In fact, it is possible to produce washing machines with an energy efficiency that goes far beyond A+++ requirements. Some companies therefore add their own additional indicators, giving a percentage efficiency above and beyond the basic rating. We found models like this from AEG, Bosch, Haier, LG, Samsung and Zanussi.
For example, LG has several models that are rated A+++(-60%): this means that they are 60% more efficient than the minimum requirements for an A+++ rating. The extra percentage won’t be marked on the energy label itself, as it is not a formal system, but is advertised on the companies’ websites.
Sometimes equivalent claims are made in the product text itself. For example, Bosch specifies that some models are ‘30% more efficient than the best efficiency class’. This is perhaps a bit misleading: such claims and ratings use the minimum A+++ requirements as a baseline, so may be fairly comparable to other A+++ models. The actual energy consumption figures themselves (given in kWh) are still the best indicator of actual efficiency.
The energy label will also tell you annual water consumption, capacity, spin drying efficiency class (rated A to G) and noise emissions (for partial and full loads).

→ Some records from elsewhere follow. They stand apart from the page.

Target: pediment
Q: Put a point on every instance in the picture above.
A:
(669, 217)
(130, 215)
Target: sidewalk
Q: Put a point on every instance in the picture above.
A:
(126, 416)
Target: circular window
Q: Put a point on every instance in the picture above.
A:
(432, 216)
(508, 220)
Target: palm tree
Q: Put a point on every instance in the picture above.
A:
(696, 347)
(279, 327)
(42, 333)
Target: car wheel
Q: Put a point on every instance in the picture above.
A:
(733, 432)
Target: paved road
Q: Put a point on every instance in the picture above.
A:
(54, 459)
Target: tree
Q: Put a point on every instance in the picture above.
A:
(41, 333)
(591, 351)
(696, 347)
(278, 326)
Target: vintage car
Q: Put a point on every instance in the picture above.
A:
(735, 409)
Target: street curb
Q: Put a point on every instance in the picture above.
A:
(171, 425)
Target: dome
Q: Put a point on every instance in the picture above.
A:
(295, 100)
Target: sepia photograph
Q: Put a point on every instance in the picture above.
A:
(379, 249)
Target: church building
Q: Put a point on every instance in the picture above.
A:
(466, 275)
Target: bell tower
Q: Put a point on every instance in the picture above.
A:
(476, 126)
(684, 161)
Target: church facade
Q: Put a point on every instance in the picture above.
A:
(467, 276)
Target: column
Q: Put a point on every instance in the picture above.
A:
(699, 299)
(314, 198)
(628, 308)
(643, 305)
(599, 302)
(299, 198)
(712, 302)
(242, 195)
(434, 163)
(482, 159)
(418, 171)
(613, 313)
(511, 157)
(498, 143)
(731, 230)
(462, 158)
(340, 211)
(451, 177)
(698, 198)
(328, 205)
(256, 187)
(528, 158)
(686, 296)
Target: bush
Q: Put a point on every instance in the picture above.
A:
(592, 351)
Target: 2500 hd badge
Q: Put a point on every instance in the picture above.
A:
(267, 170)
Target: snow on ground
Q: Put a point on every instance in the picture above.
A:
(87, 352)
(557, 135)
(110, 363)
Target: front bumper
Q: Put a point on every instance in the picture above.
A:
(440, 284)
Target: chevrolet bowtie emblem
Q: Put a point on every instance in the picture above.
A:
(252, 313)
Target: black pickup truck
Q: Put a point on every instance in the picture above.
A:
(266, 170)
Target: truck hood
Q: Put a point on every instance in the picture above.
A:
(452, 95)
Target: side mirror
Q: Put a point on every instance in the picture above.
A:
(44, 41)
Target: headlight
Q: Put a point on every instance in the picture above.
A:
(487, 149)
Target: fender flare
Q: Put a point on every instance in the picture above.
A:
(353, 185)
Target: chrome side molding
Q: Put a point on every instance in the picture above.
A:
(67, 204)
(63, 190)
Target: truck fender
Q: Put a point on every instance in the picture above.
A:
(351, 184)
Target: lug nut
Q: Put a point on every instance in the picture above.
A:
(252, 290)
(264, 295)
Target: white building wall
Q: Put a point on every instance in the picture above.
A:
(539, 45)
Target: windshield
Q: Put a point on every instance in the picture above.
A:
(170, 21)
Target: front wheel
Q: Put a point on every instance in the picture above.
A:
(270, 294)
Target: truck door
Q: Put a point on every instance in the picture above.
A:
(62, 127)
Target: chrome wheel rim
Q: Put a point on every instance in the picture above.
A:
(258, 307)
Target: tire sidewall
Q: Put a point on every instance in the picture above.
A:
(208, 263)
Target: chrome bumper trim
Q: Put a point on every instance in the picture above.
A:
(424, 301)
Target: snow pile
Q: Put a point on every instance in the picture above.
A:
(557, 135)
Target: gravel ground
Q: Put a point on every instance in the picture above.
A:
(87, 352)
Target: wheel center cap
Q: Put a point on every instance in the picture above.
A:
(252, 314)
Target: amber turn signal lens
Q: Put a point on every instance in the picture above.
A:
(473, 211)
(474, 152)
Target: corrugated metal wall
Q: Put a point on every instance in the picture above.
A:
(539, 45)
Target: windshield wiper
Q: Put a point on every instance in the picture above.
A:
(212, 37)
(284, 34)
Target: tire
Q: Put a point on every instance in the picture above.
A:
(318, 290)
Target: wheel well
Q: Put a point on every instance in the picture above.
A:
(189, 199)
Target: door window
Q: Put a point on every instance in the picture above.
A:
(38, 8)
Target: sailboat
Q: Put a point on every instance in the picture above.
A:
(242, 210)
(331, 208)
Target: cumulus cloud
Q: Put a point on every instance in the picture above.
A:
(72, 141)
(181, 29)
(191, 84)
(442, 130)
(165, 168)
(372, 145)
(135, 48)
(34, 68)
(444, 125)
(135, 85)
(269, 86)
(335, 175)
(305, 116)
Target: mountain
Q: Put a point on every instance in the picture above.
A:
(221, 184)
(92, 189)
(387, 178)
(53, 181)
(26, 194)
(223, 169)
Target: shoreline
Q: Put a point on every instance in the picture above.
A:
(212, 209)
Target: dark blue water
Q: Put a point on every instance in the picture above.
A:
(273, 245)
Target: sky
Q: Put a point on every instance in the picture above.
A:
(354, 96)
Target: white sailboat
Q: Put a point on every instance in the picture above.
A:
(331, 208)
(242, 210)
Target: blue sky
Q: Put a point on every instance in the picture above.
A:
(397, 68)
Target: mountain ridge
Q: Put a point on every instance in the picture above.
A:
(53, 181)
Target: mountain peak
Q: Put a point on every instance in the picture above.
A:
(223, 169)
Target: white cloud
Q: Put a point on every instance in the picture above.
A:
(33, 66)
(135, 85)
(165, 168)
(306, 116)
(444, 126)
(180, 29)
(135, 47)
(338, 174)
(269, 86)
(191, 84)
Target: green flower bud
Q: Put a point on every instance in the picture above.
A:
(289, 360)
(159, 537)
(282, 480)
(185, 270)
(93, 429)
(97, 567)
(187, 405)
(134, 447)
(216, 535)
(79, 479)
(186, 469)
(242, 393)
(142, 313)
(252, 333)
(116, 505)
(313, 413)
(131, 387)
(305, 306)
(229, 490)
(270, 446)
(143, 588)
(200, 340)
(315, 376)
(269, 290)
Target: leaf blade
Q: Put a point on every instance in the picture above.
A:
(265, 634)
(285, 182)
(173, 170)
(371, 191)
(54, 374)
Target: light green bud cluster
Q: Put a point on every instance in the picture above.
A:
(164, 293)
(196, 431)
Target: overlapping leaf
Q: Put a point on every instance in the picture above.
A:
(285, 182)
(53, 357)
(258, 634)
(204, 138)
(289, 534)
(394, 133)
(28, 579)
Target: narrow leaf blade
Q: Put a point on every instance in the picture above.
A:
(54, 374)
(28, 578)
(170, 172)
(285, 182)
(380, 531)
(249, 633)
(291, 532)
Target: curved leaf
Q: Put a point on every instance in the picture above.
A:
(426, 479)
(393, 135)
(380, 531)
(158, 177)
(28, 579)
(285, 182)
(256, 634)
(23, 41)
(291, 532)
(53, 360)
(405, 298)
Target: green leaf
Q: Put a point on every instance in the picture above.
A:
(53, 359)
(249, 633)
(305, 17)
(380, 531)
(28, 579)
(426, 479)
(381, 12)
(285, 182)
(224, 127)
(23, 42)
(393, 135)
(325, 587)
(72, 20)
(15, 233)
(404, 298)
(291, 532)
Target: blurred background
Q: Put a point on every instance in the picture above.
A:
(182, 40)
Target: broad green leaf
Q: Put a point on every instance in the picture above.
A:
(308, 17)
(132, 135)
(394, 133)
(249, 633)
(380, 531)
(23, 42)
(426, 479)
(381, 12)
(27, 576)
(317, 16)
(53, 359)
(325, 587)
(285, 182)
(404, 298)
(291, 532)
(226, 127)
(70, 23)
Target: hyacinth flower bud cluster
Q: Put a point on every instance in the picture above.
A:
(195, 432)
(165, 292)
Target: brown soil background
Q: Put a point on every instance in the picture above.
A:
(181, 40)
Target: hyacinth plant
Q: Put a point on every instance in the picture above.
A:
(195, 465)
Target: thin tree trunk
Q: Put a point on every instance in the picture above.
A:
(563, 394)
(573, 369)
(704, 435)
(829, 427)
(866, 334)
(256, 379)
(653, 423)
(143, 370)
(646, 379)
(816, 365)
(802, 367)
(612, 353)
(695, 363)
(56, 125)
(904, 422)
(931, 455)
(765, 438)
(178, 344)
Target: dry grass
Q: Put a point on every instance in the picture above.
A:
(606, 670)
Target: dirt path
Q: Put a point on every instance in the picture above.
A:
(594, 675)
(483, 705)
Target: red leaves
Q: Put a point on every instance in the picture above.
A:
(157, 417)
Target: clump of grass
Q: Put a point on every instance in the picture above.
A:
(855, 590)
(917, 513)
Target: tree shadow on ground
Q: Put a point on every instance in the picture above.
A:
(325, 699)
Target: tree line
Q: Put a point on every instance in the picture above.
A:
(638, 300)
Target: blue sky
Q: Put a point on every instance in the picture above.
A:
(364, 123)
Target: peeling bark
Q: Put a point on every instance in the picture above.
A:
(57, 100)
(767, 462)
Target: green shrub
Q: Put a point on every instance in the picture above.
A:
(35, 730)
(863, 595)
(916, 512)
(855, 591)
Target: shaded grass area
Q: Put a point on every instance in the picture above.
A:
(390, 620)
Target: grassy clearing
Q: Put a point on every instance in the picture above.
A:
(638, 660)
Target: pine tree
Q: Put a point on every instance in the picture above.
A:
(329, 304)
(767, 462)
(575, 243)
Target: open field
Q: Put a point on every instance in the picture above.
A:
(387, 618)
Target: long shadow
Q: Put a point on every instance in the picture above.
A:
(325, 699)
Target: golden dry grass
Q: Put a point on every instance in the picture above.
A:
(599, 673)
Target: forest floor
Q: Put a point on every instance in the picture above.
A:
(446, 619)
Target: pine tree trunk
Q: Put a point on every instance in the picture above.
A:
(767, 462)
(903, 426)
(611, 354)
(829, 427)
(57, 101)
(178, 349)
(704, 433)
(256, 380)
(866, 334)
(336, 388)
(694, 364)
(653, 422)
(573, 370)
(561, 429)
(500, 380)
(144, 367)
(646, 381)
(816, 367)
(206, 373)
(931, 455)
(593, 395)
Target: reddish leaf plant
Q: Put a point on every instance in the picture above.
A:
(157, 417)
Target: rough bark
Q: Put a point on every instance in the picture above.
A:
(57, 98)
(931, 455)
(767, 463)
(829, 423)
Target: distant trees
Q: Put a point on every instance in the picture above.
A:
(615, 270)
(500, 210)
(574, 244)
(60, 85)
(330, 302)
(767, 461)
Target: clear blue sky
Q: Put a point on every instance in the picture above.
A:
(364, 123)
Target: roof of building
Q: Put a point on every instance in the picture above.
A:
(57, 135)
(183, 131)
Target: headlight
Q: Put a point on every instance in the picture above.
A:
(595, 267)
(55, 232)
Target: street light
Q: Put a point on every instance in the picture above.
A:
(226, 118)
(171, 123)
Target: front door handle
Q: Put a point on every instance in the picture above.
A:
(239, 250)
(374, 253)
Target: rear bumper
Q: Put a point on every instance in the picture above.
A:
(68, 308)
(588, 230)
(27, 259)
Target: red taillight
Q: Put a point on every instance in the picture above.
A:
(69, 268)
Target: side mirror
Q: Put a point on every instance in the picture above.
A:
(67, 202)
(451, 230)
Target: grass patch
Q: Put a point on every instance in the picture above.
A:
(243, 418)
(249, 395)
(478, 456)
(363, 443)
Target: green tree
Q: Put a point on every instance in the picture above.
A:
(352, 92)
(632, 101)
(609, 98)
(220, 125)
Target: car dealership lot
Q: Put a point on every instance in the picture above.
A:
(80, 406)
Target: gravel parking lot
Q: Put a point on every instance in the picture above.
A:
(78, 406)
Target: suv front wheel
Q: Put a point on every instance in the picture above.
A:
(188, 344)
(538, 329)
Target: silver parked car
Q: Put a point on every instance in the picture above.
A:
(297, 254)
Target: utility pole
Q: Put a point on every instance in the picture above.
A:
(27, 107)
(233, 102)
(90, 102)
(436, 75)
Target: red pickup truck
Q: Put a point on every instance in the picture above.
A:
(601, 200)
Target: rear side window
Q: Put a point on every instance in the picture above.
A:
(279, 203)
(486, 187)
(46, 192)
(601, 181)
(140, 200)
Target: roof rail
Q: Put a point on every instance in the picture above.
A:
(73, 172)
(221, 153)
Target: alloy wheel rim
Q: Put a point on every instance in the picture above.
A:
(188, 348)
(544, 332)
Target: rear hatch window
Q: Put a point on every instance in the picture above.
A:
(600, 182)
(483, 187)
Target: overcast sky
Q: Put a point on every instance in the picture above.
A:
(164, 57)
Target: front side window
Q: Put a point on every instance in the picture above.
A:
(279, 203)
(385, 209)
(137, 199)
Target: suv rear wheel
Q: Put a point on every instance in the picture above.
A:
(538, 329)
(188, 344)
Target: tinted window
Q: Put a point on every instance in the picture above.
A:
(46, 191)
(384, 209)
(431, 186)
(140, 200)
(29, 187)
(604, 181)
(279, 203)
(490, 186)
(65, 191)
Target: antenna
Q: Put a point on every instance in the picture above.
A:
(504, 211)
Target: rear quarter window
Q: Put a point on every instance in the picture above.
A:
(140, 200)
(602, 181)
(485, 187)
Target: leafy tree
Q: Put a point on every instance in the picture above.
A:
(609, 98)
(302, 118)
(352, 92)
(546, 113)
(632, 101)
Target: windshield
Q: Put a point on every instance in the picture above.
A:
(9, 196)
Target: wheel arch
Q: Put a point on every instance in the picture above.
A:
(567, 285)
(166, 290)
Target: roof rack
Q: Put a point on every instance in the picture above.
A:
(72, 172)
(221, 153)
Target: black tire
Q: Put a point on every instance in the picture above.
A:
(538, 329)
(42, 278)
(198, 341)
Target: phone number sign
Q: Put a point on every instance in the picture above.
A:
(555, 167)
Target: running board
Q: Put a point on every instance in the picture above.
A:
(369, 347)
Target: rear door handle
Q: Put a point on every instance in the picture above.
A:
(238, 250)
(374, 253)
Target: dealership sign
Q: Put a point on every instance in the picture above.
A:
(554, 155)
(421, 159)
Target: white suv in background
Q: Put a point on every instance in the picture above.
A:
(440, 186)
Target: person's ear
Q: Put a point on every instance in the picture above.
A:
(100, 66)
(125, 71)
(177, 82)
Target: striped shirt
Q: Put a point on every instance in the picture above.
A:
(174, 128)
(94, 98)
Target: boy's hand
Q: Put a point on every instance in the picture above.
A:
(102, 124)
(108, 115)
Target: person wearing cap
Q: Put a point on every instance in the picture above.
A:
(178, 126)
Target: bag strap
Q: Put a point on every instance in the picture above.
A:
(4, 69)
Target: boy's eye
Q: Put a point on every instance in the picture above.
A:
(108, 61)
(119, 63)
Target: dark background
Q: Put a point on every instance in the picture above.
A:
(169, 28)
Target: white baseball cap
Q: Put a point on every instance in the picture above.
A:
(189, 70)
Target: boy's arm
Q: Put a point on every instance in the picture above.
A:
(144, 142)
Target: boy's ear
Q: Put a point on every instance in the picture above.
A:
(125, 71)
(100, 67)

Save energy with hot fill machines
If you have an eco-system for heating your water – a low carbon, gas condensing boiler or a solar-heated water supply – then a hot fill machine could save energy. It uses hot water from your boiler, rather than requiring electricity to heat it once it is in the machine.
Most manufacturers argue that a hot fill won’t save you much: they say that modern washing machines use very little water, and low temperature, and that the first water from a boiler is likely to run cold or cool in your pipes anyway. Removing the hot fill, however, also makes manufacture cheaper – so this should perhaps be taken with a pinch of salt.
Unfortunately, ISE, which was our Best Buy for hot fill washing machines in the last guide, appear to have stopped trading. However, both Ebac and Fisher & Paykel now produce dual fill machines, which have a cold and a hot fill option. Ebac’s two dual fill models cost £450 and £530, and come with a 5- or a 10-year warranty respectively. All three of Fisher and Paykel’s models are dual fill and rated A+++, and they cost £550-800.